September 24, 2008
Along with many parishes we ask God’s blessings on animals around St. Francis’ day each year. (We are usually a little early in order to avoid conflict with our fall parish weekend at Kanuga.) We do this in the context of a 9 am celebration of the Eucharist and it is a moving and important event for many.
Part of the annual event which is not so fun is the conversation that arises each year in which someone will say something I first heard said in all seriousness at a clergy meeting in 1982: “We bless hunts. We bless ships. Why can’t we bless people who love each other?” The response should be obvious to anyone who gives such statements and question a moment’s thought.

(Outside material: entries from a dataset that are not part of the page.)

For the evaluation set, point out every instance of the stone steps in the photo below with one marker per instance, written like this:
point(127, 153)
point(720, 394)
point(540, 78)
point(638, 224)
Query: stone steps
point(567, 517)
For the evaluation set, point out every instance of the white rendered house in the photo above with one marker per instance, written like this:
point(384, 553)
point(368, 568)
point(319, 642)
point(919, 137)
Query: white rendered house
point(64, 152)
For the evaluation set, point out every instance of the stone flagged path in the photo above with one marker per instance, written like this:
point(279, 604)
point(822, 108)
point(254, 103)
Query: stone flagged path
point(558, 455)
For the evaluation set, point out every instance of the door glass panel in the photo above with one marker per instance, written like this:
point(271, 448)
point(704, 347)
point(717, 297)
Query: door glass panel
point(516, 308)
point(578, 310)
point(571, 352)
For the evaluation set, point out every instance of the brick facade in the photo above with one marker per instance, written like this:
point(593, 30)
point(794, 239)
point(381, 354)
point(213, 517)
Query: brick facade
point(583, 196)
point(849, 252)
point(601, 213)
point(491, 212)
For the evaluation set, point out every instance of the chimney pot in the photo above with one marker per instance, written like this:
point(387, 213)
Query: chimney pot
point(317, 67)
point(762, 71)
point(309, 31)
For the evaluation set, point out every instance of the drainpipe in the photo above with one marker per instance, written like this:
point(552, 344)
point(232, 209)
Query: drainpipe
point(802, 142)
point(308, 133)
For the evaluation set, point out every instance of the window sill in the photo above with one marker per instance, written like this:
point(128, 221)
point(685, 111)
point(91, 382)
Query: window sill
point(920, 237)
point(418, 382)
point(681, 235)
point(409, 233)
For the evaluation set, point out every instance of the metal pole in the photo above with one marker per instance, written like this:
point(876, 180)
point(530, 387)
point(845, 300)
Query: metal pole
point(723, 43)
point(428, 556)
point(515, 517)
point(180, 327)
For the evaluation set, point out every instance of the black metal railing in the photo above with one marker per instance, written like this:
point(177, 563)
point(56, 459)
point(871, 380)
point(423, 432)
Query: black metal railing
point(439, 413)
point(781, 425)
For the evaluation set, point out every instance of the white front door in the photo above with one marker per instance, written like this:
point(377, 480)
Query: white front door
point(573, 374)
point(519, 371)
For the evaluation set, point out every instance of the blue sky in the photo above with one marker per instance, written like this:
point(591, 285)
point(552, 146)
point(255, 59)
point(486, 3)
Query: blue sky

First, we don’t actually bless such things. We ask God’s blessing on something particular (‘the safety of all who sail in her”) just as we can ask God’s blessing on anything that is not immoral. What we don’t do is pronounce blessing as a sacramental act (akin to pronouncing absolution) in the life of the Church. I realize that this distinction makes little difference to most people but it is an important one. We pronounce blessing on all people, including those who identify themselves as LGBT or a host of other things at almost every Eucharist. We also pronounce God’s blessing on marriages, currently defined in our constitution as a union of man and woman. The church determined along time ago that there was no moral ambiguity in such a blessing.
At All Saints’ we will ask or invoke God’s blessing on the relationships of gay and lesbian people pending some level of consensus in the wider church about the (moral) status of such relationships. I’m looking forward to and working for that day but the cheap analogy between ‘blessing pets’ and blessing ‘people who love each other’ demeans the seriousness with which we take both possibilities.